The State of Indiana subsidizes the Hoosier State to run on the 4 days/week that the Cardinal does not run. There is nothing to stop an individual or collection of states and/or local governments from doing the same with the Sunset Limited. So the question then becomes which state or local government or collection of states and local governments do you feel is most likely to subsidize such a service (like Indiana does)?


----------



## Palmetto (Apr 30, 2016)

Anything is possible, I suppose, as long as there's money there to run a particular service. But you're not going to get much out of Texas if history has a lesson to learn. Things in Austin could always change, but I have my doubts.


----------



## Lonestar648 (May 12, 2016)

The state of Texas has a pick-up or car attitude towards transportation. Look at the mess I-35 is in going from San Antonio to Dallas, especially downtown Austin.

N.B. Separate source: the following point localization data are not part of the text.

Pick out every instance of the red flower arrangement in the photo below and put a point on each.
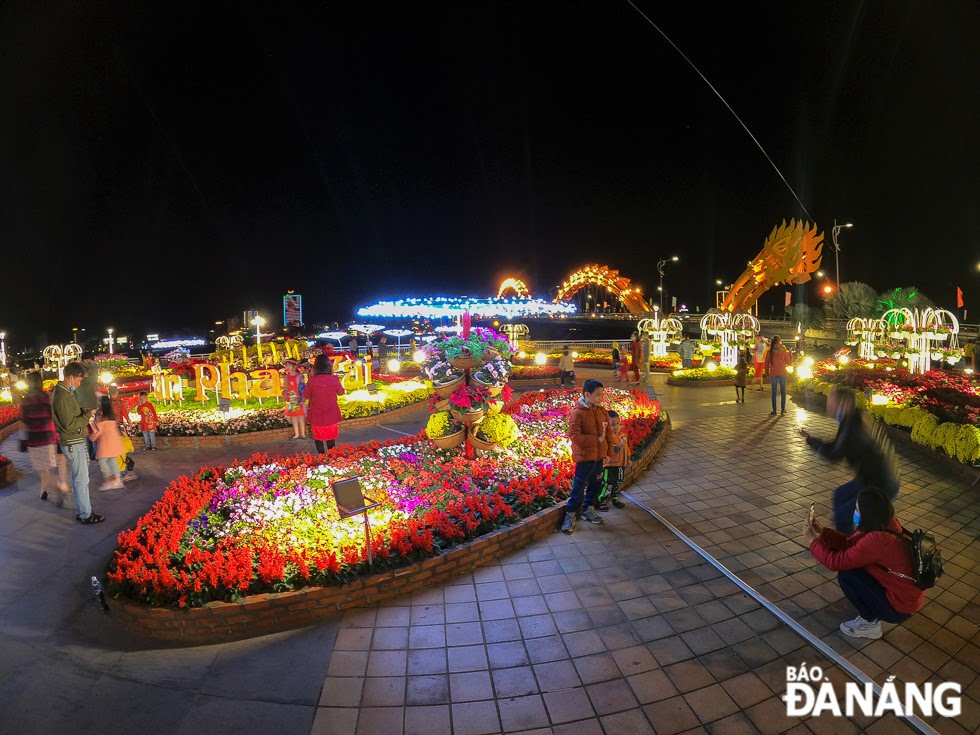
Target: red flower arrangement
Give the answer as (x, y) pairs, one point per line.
(450, 499)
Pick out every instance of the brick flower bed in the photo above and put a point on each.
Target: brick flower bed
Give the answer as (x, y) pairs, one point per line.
(256, 615)
(255, 437)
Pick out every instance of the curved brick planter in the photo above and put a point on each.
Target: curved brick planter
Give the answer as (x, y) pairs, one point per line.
(700, 383)
(253, 437)
(218, 622)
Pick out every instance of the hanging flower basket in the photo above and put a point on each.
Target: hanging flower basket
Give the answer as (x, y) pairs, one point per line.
(451, 441)
(445, 389)
(467, 417)
(480, 443)
(490, 388)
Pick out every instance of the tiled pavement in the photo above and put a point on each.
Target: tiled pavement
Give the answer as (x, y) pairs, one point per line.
(619, 628)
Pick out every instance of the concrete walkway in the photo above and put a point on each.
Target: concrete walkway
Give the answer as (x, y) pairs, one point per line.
(619, 628)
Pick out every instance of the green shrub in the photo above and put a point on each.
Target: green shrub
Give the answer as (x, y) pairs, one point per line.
(923, 428)
(944, 437)
(968, 444)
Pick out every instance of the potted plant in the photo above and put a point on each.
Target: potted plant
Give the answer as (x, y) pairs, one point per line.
(444, 377)
(497, 429)
(468, 403)
(444, 430)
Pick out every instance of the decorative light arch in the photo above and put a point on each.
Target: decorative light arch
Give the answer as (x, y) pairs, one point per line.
(515, 286)
(601, 275)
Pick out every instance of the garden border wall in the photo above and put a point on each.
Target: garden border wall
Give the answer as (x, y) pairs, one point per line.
(218, 622)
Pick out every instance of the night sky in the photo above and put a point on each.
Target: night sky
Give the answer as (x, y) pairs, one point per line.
(166, 165)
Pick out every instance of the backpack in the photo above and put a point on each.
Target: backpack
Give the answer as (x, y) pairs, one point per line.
(927, 558)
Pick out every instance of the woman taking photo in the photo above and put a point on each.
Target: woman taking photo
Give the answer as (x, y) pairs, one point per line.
(873, 565)
(323, 413)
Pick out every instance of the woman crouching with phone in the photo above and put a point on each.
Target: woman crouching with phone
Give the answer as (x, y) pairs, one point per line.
(873, 565)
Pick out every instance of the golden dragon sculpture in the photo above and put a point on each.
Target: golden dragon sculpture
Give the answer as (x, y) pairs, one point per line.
(790, 254)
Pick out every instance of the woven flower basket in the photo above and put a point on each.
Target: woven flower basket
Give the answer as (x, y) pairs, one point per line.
(444, 390)
(450, 441)
(493, 390)
(480, 443)
(464, 363)
(467, 417)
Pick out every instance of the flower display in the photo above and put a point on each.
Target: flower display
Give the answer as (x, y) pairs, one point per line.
(499, 428)
(243, 417)
(272, 525)
(941, 409)
(441, 423)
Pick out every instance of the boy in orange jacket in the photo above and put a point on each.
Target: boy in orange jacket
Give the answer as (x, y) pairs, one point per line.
(614, 465)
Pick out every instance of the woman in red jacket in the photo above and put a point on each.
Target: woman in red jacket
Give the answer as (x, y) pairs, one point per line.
(777, 359)
(321, 394)
(873, 565)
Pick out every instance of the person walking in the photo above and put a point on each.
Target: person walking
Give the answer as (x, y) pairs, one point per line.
(873, 565)
(759, 359)
(71, 422)
(292, 390)
(869, 452)
(105, 433)
(323, 413)
(587, 426)
(776, 361)
(645, 356)
(635, 356)
(42, 440)
(741, 371)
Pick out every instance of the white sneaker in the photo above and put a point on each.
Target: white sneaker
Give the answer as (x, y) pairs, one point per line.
(861, 628)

They throw money at widening roads 10 years after the highway is a massive traffic problem. The Texas Legislature has no Rail leadership driving passenger expansion. When Kay Baily Hutchinson was a US Senator she was able to twist arms, dragging and kicking to get the Texas Eagle to be a daily train. Bottom line do not expect any funds from Texas in the next 20 years unless there is a huge benefit politically.

Probably, the best scenario would be a Daily TE CHI/LAX with a NOL connector train NOL/SAS thus eliminating the switching costs and time delays in SAS. True this would eliminate the SL, but in Congress the SL is a bad word, so maybe politically it works. Of course all depends on the new Amtrak President.


----------